O Instituto destacou ainda que não se trata de um caso isolado, mas de um problema estrutural: “Irrefutável que a situação presenciada no caso em tela se coaduna com o propósito da associação e seu compromisso com a proteção das vítimas”. 

Na audiência, o advogado de defesa usou imagens de Mariana retiradas de redes sociais para desqualificá-la, e fez afirmações consideradas “vexatórias e difamatórias”. Um dos trechos mais citados diz respeito ao momento em que a vítima é acusada de “forjar o crime para engajar no Instagram”. “As falas do advogado de Defesa, chanceladas pelo Estado na figura do Ministério Público e do Magistrado, não à toa trazem claro incômodo […] não coadunam com o sistema de justiça constitucional brasileiro pela completa inobservância ao plano de fundo de todos os atos e previsões legais — a Constituição”. 
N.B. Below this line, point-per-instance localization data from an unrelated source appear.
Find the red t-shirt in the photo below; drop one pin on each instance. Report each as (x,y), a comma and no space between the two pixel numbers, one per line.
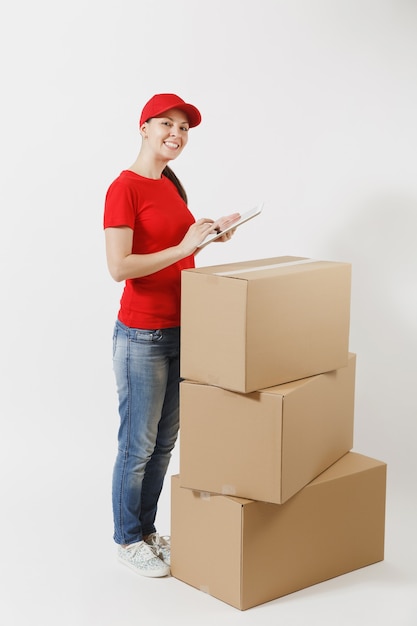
(159,218)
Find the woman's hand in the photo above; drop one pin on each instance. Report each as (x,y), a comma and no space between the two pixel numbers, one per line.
(196,235)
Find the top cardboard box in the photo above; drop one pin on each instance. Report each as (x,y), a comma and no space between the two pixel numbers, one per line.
(255,324)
A petição mencionou diretamente o fundamento constitucional da dignidade humana, citando doutrina do ministro Luís Roberto Barroso: “A dignidade humana identifica o valor intrínseco de todos os seres humanos, bem como sua autonomia individual e o valor comunitário. Os três foram violados no caso em apreço”. 
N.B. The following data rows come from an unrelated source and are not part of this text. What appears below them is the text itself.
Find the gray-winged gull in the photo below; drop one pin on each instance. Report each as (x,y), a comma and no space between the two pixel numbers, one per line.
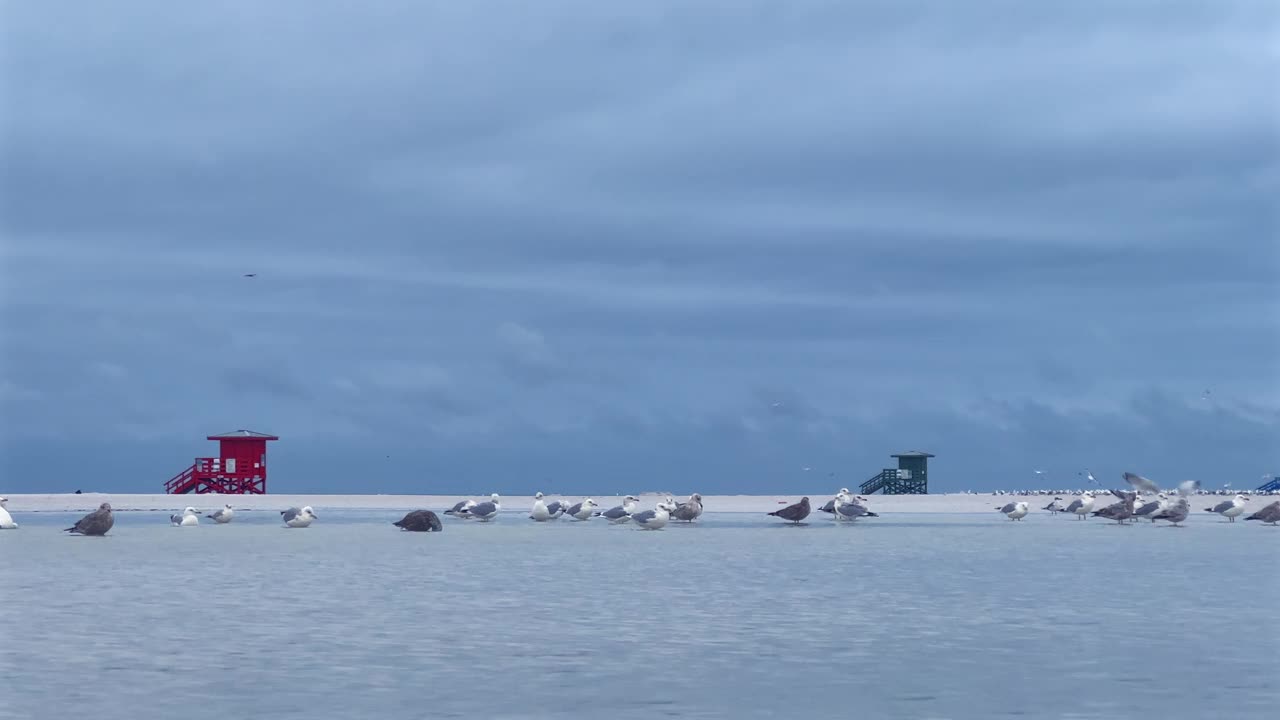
(850,509)
(420,522)
(581,510)
(187,518)
(1082,506)
(653,519)
(1119,511)
(5,519)
(1269,515)
(539,510)
(1015,510)
(1151,509)
(296,518)
(795,513)
(96,523)
(487,510)
(1139,483)
(222,515)
(620,514)
(1229,509)
(1175,513)
(689,510)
Ainda segundo o Instituto: “Não houve respeito à condição humana de Mariana, que mesmo estando em posição de vítima, foi humilhada e desrespeitada com questionamentos e afirmações como ‘eu nunca teria uma filha como você’ […] e insinuações que visavam desqualificar sua integridade com base em vestimentas e postagens pessoais”.

O pedido também reforçou que a ausência de leis específicas à época não é justificativa: “Ainda que não exista uma Lei federal ou dispositivo no CPP que determine o respeito à dignidade da vítima, o princípio emana a obrigação de que o ato seja guiado pelo respeito aos aspectos existenciais dela”.

Como reflexo do episódio, foi sancionada a Lei nº 14.245/2021, conhecida como Lei Mariana Ferrer, que estabelece regras para coibir violência institucional em audiências. “O episódio contou com resposta social, legislativa e administrativa. Entretanto, até o momento, não houve resposta jurisdicional”. 

O Pró-Vítima também defendeu a aprovação definitiva do Estatuto da Vítima (PL 3.890/2020) – a íntegra, atualmente em trâmite no Senado Federal, com objetivo de assegurar atendimento não revitimizatório às vítimas de violência. Leia a petição na íntegra.  

DECISÃO DO STF

O julgamento pelo STF poderá anular a audiência com base em vícios processuais e violação de direitos fundamentais. Se a Corte acolher os argumentos da vítima e do Instituto, o caso pode ser reaberto, marcando um precedente inédito sobre o dever do Judiciário de garantir não apenas justiça, mas respeito à integridade das vítimas. “A dignidade humana não se trata apenas de norma; é princípio estruturante do sistema constitucional e não pode ser relativizada em nenhuma esfera do processo penal”.

A decisão do Supremo poderá redefinir não apenas o destino judicial do caso Mariana Ferrer, mas também estabelecer novos parâmetros de proteção e respeito às vítimas em todo o país.